27. ПРИНЦЕССА ЛУИЗА ФРАНЦУЗСКАЯ

Старшая дочь короля ждала отца в большой галерее Лебрена, той самой, где в 1684 году Людовик XIV принимал генуэзского дожа и четырех сенаторов, которые явились умолять о прощении для республики[68].

В конце галереи, противоположном тому, откуда должен был выйти король, стояли с подавленным видом несколько придворных дам.

Людовик XV появился как раз в тот момент, когда в передней начали собираться группы, поскольку во дворце пошли слухи о том, что, кажется, утром принцесса приняла окончательное решение.

Луиза Французская, принцесса, обладавшая величественной осанкой и поистине царственной красотой, хотя непонятная печаль порой омрачала ее чистое чело, так вот, повторяем, Луиза Французская приверженностью к правилам суровой добродетели внушала всему двору глубочайшее уважение к верховным властителям государства, которых во Франции последние полвека чтили лишь из корысти или страха.

Более того, в пору всеобщего охлаждения народа к своим владыкам, которых, правда, пока еще не именовали громогласно тиранами, ее любили. Причина заключалась в том, что ее добродетели была чужда нетерпимость. И ей не перемывали во всеуслышание косточки, зато помнили, что у нее есть сердце. И она каждодневно доказывала это добрыми делами, меж тем как другие снискивали себе известность скандалами.

Людовик XV побаивался дочери по той простой причине, что уважал ее.
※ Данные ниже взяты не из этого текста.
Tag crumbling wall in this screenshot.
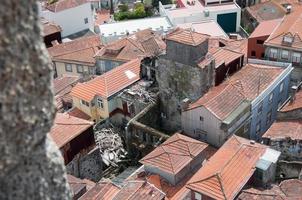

А порой даже гордился ею, она была единственная, кого щадили его язвительные насмешки и пошлые выходки; трех других своих дочерей — Аделаиду, Викторию и Софию — он звал Тряпка, Кислятина и Ворона, тогда как Луизу Французскую — Мадам.

С той поры как со смертью маршала Морица Саксонского[69] под гробовые своды сошла душа, сравнимая с душами Тюренна и Конде[70], а со смертью Марии Лещинской — государственный ум, не уступающий уму Марии-Терезии, все измельчало вокруг умалившегося трона; вот тогда-то принцесса Луиза со своим поистине царственным характером, казавшимся в сравнении со всеми остальными прямо-таки героическим, составила гордость французской короны и стала ее единственной драгоценной жемчужиной среди множества побрякушек и фальшивых камней.

Этим мы вовсе не собираемся сказать, что Людовик XV любил свою дочь. Людовик XV, как известно, любил только себя. Мы лишь утверждаем, что с нею он держался иначе, нежели с другими.

Войдя, он увидел, что принцесса стоит в одиночестве посередине галереи, опершись на столик, инкрустированный кровяной яшмой и ляпис-лазурью.

Она была в черном, красивые ненапудренные волосы убраны под двойной кружевной чепец; лицо ее, менее строгое, нежели обычно, было, пожалуй, чуть печальнее, чем всегда. Она не смотрела по сторонам и лишь изредка скользила задумчивым взглядом по портретам европейских монархов, во главе которых блистали ее предки, короли Франции.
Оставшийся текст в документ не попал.